Swathi Jayakumar
2026
When Retrieval Hurts: Evidence Utilization, Script Fidelity, and Knowledge Conflicts in Multilingual RAG
Varalekshmy M Mohan | Swathi Jayakumar | Gadha Saji Menon | Sachin Kurup | Veena G | Vani Kanjirangat
Proceedings of the 1st Workshop on Multilinguality in the Era of Large Language Models (MeLLM 2026)
Varalekshmy M Mohan | Swathi Jayakumar | Gadha Saji Menon | Sachin Kurup | Veena G | Vani Kanjirangat
Proceedings of the 1st Workshop on Multilinguality in the Era of Large Language Models (MeLLM 2026)

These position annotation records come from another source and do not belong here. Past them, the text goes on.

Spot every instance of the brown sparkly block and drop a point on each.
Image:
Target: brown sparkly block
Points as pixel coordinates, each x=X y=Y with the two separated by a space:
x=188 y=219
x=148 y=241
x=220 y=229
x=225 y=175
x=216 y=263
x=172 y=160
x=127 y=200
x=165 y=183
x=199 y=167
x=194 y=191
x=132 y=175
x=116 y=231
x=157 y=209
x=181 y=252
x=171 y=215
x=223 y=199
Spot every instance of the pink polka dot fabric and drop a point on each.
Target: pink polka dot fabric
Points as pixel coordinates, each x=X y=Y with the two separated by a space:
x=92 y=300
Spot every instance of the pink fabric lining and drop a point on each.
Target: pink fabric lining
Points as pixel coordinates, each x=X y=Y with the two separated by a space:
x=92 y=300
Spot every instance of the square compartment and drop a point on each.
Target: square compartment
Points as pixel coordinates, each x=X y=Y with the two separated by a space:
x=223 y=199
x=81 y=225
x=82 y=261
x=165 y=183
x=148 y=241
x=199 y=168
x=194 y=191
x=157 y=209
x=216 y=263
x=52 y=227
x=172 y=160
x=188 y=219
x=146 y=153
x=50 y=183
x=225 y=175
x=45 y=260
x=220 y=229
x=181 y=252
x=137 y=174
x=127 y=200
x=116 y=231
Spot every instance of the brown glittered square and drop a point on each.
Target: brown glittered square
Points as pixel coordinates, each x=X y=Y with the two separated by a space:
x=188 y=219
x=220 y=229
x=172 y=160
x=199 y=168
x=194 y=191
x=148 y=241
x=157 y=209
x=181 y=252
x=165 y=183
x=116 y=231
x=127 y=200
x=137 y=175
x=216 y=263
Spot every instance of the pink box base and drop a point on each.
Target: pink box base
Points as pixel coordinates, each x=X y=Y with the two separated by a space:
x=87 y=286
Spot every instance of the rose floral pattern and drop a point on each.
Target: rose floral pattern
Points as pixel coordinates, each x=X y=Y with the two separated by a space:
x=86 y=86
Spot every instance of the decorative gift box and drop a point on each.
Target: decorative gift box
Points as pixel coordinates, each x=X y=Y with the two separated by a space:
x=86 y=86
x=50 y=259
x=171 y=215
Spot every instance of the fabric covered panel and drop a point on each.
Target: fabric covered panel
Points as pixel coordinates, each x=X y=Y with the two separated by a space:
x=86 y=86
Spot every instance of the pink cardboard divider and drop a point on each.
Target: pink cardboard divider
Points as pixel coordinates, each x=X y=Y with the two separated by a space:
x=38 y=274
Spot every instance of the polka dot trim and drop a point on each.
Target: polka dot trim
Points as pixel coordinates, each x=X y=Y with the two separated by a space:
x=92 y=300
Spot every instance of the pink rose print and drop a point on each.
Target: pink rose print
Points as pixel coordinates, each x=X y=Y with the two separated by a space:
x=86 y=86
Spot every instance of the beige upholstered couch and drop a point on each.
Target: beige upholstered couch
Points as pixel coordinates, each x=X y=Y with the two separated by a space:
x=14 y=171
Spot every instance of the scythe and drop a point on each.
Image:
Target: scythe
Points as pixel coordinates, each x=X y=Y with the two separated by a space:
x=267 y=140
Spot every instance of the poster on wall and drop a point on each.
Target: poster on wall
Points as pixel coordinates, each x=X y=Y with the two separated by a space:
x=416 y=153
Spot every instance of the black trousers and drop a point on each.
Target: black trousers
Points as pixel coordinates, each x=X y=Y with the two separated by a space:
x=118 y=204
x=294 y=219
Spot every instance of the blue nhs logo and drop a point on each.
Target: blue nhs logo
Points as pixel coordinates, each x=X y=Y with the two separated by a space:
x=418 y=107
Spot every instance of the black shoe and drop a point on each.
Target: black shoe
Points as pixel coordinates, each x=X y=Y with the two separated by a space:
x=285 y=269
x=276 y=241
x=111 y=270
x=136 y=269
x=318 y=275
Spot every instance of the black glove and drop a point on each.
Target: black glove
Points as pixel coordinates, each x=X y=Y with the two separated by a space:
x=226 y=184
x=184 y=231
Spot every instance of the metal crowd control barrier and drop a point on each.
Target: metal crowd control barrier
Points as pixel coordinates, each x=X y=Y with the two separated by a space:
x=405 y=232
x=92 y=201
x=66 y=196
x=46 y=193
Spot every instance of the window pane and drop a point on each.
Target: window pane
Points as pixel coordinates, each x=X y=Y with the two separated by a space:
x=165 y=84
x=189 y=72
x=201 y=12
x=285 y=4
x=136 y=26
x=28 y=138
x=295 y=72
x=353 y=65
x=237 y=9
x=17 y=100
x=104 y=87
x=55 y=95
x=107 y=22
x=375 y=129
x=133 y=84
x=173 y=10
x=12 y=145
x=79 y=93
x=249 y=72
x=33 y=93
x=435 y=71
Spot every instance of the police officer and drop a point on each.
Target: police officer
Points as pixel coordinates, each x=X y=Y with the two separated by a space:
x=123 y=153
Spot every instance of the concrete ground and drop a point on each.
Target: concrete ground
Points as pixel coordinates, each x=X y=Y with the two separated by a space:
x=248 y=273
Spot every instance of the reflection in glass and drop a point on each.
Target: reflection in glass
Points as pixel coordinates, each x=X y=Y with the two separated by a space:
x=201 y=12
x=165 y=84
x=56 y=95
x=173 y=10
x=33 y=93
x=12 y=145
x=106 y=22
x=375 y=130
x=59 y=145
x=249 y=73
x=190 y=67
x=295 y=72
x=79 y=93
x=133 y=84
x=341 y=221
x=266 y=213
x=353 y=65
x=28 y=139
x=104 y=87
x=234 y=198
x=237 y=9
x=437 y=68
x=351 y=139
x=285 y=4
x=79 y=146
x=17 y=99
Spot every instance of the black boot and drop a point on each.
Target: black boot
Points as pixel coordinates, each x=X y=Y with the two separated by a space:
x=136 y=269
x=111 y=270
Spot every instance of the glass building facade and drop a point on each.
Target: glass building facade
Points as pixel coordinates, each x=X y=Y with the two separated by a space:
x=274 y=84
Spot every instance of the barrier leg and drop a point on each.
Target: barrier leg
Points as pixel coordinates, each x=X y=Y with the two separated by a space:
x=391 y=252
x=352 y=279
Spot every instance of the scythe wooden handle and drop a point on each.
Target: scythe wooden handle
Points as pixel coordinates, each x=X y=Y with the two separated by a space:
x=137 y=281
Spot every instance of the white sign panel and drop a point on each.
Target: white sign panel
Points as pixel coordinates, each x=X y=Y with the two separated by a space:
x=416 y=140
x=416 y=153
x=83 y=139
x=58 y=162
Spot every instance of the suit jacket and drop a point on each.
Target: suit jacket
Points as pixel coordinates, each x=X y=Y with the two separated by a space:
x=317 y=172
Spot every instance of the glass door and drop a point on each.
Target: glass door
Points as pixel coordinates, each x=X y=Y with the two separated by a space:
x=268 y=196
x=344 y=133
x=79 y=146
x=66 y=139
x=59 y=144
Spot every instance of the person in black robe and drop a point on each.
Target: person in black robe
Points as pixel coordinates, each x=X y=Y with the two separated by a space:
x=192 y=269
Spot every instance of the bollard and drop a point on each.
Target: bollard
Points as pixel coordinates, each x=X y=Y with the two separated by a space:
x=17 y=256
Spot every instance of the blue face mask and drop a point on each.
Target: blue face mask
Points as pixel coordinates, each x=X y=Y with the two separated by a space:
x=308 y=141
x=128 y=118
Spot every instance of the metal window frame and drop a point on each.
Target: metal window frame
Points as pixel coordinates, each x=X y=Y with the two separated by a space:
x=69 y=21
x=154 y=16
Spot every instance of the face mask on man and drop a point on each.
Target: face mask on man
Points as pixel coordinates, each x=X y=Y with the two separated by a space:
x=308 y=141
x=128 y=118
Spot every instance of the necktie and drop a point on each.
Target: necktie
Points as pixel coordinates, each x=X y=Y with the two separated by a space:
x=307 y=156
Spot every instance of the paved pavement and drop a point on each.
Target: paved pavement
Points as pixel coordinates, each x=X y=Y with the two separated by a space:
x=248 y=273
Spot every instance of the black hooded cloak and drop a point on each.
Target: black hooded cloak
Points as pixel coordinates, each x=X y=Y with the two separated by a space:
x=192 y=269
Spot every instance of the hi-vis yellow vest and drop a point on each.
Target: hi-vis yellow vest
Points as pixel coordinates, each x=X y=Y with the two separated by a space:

The problem of extractive multilingual QA with LLMs is characterized by complex interactions among retrieval mechanisms, knowledge source configurations, prompting techniques, and scripting biases. Despite high retrieval quality, multilingual RAG often degrades performance, revealing a gap between retrieved evidence and its effective utilization. To address this issue, this paper offers an extensive empirical study that examines these components by comparing retrieval-augmented generation (RAG) with a non-RAG baseline across 21 typologically diverse languages and 5 leading LLMs. Our analysis includes five prompting strategies and multiple retrieval configurations, which enable a unified evaluation across diverse linguistic settings. We have also observed an evidence utilization gap in RAG settings, where RAG underperforms despite high retrieval hit rates due to models’ inefficiency in leveraging the retrieved evidence. We also introduce lightweight inference-time metrics to better characterize retrieval usage and conflict patterns.We also highlight script fidelity as a crucial factor in our experiments, as non-Latin-script languages experience significant performance drops and increased hallucinations without proper grounding. Further, we analyzed generator language preferences, systematically examined conflicts, and identified mechanisms for the effective detection and resolution of conflicts. The study further details how prompting strategies affect language families and script types, offering a detailed analysis for optimizing future multilingual RAG settings.